All European competition has been suspended since March, with teams beginning to return to training with seasons set to resume in the coming months.
The former Ireland fly-half, who is returning home after six years with Gloucester, says the crisis will force clubs into making long-term changes.
"It has caused a lot of clubs to sit back and really assess the business model on which they're built," Humphreys told Sportsound Extra Time.
"No question, almost everything has been reviewed and looked at in real depth.
"Going forward the game will look slightly different. The investment in players will still be there but maybe not at the same level in terms of salaries.
"In terms of support teams, management teams and coaching teams, we'll still have to be good but certainly any excess staff or players that you're carrying will be sacrificed to try and make the sport more sustainable and the individual clubs more sustainable businesses."

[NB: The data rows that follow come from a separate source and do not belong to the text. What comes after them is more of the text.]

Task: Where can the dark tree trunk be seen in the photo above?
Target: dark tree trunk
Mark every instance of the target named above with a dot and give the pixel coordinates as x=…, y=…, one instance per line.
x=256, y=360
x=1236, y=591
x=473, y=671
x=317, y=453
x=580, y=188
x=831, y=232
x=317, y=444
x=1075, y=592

'Global calendar can help secure future'
Among the current hot-topics in world rugby is the creation of a global calendar, which would see a uniformed fixture schedule for northern and southern hemisphere sides.
Humphreys believes that finding a consensus around a global calendar will afford rugby union with the best opportunity to thrive amid the changing sports landscape.
"I think that's the single biggest part of the game that if we can get that right now, that will establish the game and make it secure from an economic point of view," he said.
"We've got to have a game that can be played throughout the world which recognises that international rugby is absolutely key to the game.
"It's key to the development, to the financial model but also respecting the fact that clubs are an integral part of that as well.
"Sometimes when there's a huge overlap they become competing interests, for our sport to survive we have to get that bit right.
"Hopefully we're getting to the point where there will be a season structure in place which will allow all aspects of the game, including the domestic game, to flourish."
'There was never any doubt we'd be back'
Humphreys has returned home having left his role as Ulster director of rugby in 2014.
Prior to that he had spent nearly 20 years with the province firstly as a player, helping them lift the European Cup for the first time in 1999, and then as part of the management set-up.
"There was never any doubt that we'd end up back," admits Humphreys.
"Why we kept the house here is because we always fancied coming home, for me probably sooner rather than later.
"I think when you come from a place as beautiful as this, and being a proud Ulsterman, it was always a case of trying to get home as quickly as I could."
Having previously suggested that he might move away from rugby once his time at Gloucester was over, Humphreys admits that he could still return to working within the sport in the future.
"It's an exciting time, I look forward to a new challenge, I don't know what that will be," he said.
"It might be in rugby, it might not be."